After many questions on how to make boxplots with facets and significance levels, particularly this and this, I still have one more little problem.
I managed to produce the plot shown below, which is exactly what I want.
The problem I am facing now is when I have very few, or no significant comparisons; in those cases, the whole space dedicated to the brackets showing the significance levels is still preserved, but I want to get rid of it.
Please check this MWE with the iris dataset:
library(reshape2)
library(ggplot2)
data(iris)
iris$treatment <- rep(c("A","B"), length(iris$Species)/2)
mydf <- melt(iris, measure.vars=names(iris)[1:4])
mydf$treatment <- as.factor(mydf$treatment)
mydf$variable <- factor(mydf$variable, levels=sort(levels(mydf$variable)))
mydf$both <- factor(paste(mydf$treatment, mydf$variable), levels=(unique(paste(mydf$treatment, mydf$variable))))
a <- combn(levels(mydf$both), 2, simplify = FALSE)#this 6 times, for each lipid class
b <- levels(mydf$Species)
CNb <- relist(
paste(unlist(a), rep(b, each=sum(lengths(a)))),
rep.int(a, length(b))
)
CNb
CNb2 <- data.frame(matrix(unlist(CNb), ncol=2, byrow=T))
CNb2
#new p.values
pv.df <- data.frame()
for (gr in unique(mydf$Species)){
for (i in 1:length(a)){
tis <- a[[i]] #variable pair to test
as <- subset(mydf, Species==gr & both %in% tis)

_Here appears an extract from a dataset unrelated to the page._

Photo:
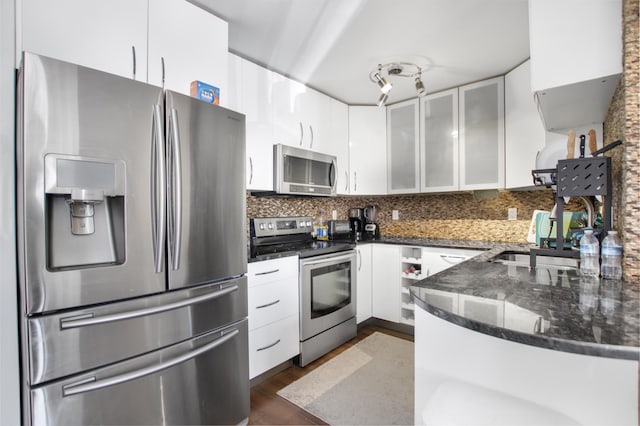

pv <- wilcox.test(value ~ both, data=as)$p.value
ddd <- data.table(as)
asm <- as.data.frame(ddd[, list(value=mean(value)), by=list(both=both)])
asm2 <- dcast(asm, .~both, value.var="value")[,-1]
pf <- data.frame(group1=paste(tis[1], gr), group2=paste(tis[2], gr), mean.group1=asm2[,1], mean.group2=asm2[,2], log.FC.1over2=log2(asm2[,1]/asm2[,2]), p.value=pv)
pv.df <- rbind(pv.df, pf)
}
}
pv.df$p.adjust <- p.adjust(pv.df$p.value, method="BH")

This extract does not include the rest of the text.